Jürgen Klopp finally made the necessary changes, replacing Moreno and Coutinho with James Milner and Emre Can, instantly supplying the visitors with a measure of control, and eventually, some scoring chances. Salah took one touch too many, spoiling a wonderful opportunity created by Firmino’s work rate, Mané blasted a volley over the bar after a neat chipped through ball from Can, and a perfect counter attack was only denied at the very last possible second by an heroic effort from Banega, blocking Can’s cutback to Mané all alone at the back post.
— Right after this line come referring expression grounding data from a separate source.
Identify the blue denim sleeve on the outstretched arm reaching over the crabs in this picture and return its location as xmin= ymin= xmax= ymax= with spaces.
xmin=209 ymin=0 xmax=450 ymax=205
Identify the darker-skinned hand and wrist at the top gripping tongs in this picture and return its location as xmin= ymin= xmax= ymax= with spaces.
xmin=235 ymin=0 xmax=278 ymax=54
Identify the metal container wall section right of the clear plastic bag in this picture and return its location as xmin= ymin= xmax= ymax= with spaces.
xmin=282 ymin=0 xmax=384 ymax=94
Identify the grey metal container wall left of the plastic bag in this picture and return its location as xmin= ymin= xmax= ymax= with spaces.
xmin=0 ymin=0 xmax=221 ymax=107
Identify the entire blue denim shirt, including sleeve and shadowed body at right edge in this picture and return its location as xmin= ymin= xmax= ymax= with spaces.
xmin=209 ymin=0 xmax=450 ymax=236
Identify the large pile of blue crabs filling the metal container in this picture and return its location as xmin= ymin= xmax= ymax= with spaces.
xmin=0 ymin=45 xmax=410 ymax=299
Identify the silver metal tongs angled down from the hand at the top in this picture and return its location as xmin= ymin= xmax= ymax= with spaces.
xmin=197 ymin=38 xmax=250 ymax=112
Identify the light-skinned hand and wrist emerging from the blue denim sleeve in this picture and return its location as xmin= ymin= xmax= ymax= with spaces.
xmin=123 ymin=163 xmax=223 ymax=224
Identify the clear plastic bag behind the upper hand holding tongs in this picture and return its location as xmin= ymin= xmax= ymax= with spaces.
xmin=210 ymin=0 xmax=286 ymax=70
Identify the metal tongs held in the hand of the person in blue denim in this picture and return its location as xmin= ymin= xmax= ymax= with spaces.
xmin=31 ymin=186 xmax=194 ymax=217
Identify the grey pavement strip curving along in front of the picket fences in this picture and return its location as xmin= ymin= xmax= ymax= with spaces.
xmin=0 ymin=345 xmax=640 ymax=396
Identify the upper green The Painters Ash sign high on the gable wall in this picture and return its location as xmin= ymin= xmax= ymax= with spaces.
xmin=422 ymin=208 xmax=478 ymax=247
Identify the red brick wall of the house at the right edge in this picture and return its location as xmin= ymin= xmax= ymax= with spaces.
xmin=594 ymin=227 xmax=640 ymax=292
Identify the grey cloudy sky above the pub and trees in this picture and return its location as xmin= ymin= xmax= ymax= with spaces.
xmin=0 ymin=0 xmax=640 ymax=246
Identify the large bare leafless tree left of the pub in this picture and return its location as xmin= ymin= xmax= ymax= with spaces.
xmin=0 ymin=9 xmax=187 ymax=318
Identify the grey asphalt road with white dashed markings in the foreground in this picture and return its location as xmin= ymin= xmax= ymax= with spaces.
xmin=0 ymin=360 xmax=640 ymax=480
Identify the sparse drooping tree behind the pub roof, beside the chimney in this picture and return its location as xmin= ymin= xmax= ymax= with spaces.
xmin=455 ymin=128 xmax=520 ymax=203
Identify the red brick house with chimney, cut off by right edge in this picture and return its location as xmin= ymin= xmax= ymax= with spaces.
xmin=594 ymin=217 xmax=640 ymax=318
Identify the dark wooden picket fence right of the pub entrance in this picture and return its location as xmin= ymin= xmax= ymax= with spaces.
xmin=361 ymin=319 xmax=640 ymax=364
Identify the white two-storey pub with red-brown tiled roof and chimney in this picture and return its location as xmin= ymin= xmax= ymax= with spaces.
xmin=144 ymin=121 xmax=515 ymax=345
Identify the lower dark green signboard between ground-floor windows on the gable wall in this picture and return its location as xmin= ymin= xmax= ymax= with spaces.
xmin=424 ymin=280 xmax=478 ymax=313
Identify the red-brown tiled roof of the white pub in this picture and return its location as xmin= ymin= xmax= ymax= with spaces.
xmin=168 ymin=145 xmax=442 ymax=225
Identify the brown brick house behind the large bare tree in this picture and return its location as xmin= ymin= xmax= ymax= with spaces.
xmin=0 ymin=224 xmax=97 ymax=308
In the third minute of injury time, less seasoned bloggers and journalists had finished their headlines about how the Reds nearly squandered all of their hard-earned bounty, but managed to stop the rot and save it in the end, when the death blow fell. Predictably, it came on the second-ball following a set piece, as Klavan’s clearance only made it as far as Guido Pizarro ten yards out, who did well to control and slam home the equalizer in one motion. Shenanigans. Pandemonium. Etc.

So. Good news and bad news. The Liverpool front three has scored 27 goals in all competitions this year, and there is still nearly two-thirds of the season to go. That’s pretty neat. However, the Reds are an absolute shambles at the back. With 28 goals conceded in 21 games, one needs to accept that the recent run of defensive solidity was most likely a blip rather than a trend, and that any time you watch this side, you’re likely to see at least six goals, any of which could go any which way.

No grades to hand out. Any player can look like a million bucks one minute and a drunk toddler the next. Karius made a couple of stunning saves, but is nowhere near any of the goals. The Morennaisance took a shot to the bow with the Spaniard’s worst performance of the year. Goal machine Salah missed a pair of sitters. Jordan Henderson did all the good work you could ask but was also directly at fault on the two huge chances in the first half. Klavan looks perfectly competent until he super doesn’t. Jürgen Klopp sketches up a pristine set piece play that results in two goals, but utterly fails to adjust until it is much to late in the second half.

It’s all bonkers. And Chelsea are coming to town on Saturday. Strap. In.